CodeSenseLibraries — see CodeSense
The XML files in this folder define lists of completions, but do not contain any logic for where those completions should be offered. For example, in the XML+HTML Sugar, one of the XML files in CodeSenseLibraries contains a list of HTML attributes.
CodeSenseProviders — see CodeSense
The XML files in this folder add the contextual logic for defining when a given CodeSenseLibrary should be used using the Selectors from the Syntaxes files.
Itemizers — see Itemizers
Using the selectors defined by the syntaxes, the XML files in Itemizers define the organizational logic for the Sugar. By defining your itemizers, you enable Espresso to use its code navigator and code folding for your syntax.
PlaceholderThemes — see SyntaxThemes
This folder contains CSS theme files that provide default coloring when the Sugar is loaded. User themes can override known placeholder themes to provide custom coloring.

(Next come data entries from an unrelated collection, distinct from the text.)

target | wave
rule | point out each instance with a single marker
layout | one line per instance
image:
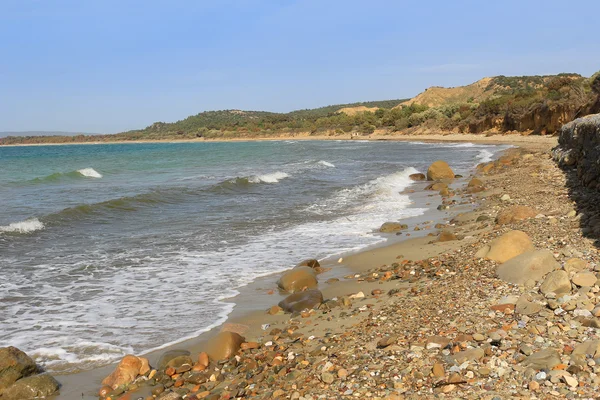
(485, 156)
(27, 226)
(57, 177)
(90, 173)
(327, 164)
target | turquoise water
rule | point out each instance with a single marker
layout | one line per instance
(113, 249)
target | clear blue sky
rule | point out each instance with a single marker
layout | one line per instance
(113, 65)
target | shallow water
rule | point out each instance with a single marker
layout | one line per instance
(111, 249)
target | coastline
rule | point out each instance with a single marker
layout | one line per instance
(261, 290)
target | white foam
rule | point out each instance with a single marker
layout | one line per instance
(90, 173)
(485, 156)
(27, 226)
(269, 178)
(326, 163)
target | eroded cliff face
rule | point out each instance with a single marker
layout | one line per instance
(543, 119)
(579, 147)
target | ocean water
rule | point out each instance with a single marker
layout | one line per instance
(113, 249)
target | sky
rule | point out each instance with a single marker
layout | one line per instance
(106, 66)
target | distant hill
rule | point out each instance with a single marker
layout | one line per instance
(42, 133)
(524, 104)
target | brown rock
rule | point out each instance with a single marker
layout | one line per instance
(509, 245)
(438, 370)
(514, 214)
(417, 177)
(439, 170)
(475, 182)
(298, 279)
(126, 371)
(298, 302)
(446, 236)
(224, 346)
(528, 268)
(14, 365)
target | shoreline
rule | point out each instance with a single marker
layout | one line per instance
(253, 316)
(411, 248)
(516, 139)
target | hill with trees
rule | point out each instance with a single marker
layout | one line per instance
(525, 104)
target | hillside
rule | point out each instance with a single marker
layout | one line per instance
(524, 104)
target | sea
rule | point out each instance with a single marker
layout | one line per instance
(112, 249)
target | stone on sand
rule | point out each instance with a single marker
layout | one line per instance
(298, 279)
(224, 346)
(509, 245)
(126, 371)
(439, 170)
(527, 268)
(556, 282)
(302, 300)
(514, 214)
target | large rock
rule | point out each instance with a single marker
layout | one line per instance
(544, 359)
(514, 214)
(301, 301)
(31, 387)
(168, 356)
(126, 371)
(509, 245)
(298, 279)
(417, 177)
(528, 268)
(389, 227)
(224, 346)
(556, 282)
(14, 365)
(439, 170)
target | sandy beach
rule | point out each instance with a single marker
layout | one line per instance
(402, 320)
(424, 315)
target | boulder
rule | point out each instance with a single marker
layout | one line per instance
(126, 371)
(584, 279)
(301, 301)
(31, 387)
(165, 359)
(439, 170)
(528, 268)
(389, 227)
(446, 236)
(475, 182)
(574, 265)
(556, 282)
(509, 245)
(437, 186)
(417, 177)
(311, 262)
(514, 214)
(14, 365)
(298, 279)
(544, 359)
(224, 346)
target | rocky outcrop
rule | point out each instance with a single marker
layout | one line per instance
(439, 170)
(579, 147)
(298, 279)
(127, 371)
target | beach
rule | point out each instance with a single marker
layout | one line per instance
(420, 315)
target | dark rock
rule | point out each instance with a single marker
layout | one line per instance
(14, 365)
(31, 387)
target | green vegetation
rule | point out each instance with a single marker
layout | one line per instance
(522, 103)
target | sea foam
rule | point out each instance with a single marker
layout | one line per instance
(27, 226)
(89, 172)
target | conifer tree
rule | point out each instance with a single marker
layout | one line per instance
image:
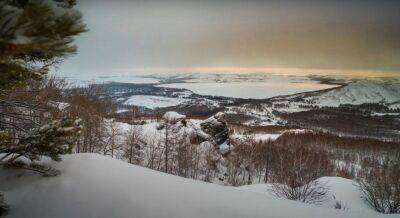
(34, 36)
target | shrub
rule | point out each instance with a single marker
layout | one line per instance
(381, 186)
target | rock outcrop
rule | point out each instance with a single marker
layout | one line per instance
(216, 127)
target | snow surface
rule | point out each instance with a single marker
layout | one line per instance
(151, 101)
(255, 90)
(91, 185)
(362, 91)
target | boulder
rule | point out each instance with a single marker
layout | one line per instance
(173, 117)
(216, 127)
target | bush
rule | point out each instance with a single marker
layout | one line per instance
(381, 186)
(296, 173)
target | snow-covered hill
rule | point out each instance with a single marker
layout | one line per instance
(363, 91)
(92, 185)
(355, 93)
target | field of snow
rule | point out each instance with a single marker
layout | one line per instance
(255, 90)
(363, 91)
(92, 185)
(151, 101)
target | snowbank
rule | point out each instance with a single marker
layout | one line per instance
(152, 102)
(92, 185)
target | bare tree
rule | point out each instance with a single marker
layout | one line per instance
(296, 173)
(381, 186)
(133, 150)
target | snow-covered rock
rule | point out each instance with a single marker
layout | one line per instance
(173, 117)
(216, 127)
(359, 92)
(92, 185)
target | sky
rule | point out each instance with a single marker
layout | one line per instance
(353, 36)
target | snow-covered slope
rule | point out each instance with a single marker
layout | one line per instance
(91, 185)
(363, 91)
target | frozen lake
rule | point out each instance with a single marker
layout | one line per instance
(256, 90)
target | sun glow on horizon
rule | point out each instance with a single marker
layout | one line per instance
(270, 70)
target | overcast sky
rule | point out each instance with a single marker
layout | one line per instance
(134, 36)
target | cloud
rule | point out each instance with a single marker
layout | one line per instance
(248, 34)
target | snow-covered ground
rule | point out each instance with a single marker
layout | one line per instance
(151, 101)
(255, 90)
(343, 191)
(92, 185)
(363, 91)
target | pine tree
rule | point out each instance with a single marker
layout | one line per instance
(34, 36)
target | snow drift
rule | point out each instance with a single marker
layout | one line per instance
(92, 185)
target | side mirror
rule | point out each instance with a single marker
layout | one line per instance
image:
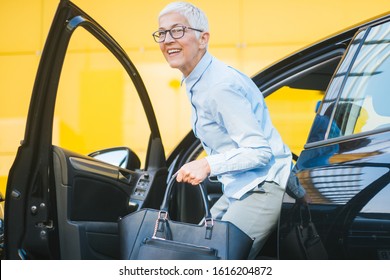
(120, 156)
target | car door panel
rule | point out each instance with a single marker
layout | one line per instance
(91, 199)
(65, 205)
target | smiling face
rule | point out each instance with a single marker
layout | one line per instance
(184, 53)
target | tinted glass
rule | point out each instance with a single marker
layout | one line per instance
(364, 101)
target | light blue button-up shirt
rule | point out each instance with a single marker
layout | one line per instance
(232, 121)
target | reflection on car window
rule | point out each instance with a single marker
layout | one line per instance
(379, 203)
(363, 104)
(322, 121)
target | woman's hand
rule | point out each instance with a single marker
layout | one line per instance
(194, 172)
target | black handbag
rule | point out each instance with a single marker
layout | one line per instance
(303, 242)
(149, 234)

TextActions — see TextActions
The XML files in this folder define actions that can be performed on text, along with the categories they should be grouped in. In order to create text actions, some Cocoa object code must exist to support it. As of writing Espresso doesn’t come with generic action objects, but this may change.
FileActions — see FileActions
The XML files in this folder define actions that can be performed on files, and are set up almost exactly like text actions, with that difference that they operate on file contexts instead of text contexts.
Although we try to keep this wiki up to date with documentation for all portions of Espresso, often the best way to figure out how to do things is to right click on an existing Sugar, choose Show Package Contents, and take a look at what’s inside its various XML files. You can find the Sugars bundled with Espresso by right clicking on the application and navigating to Contents/SharedSupport/Sugars (make sure not to save anything in there, or it will be lost when you update Espresso!).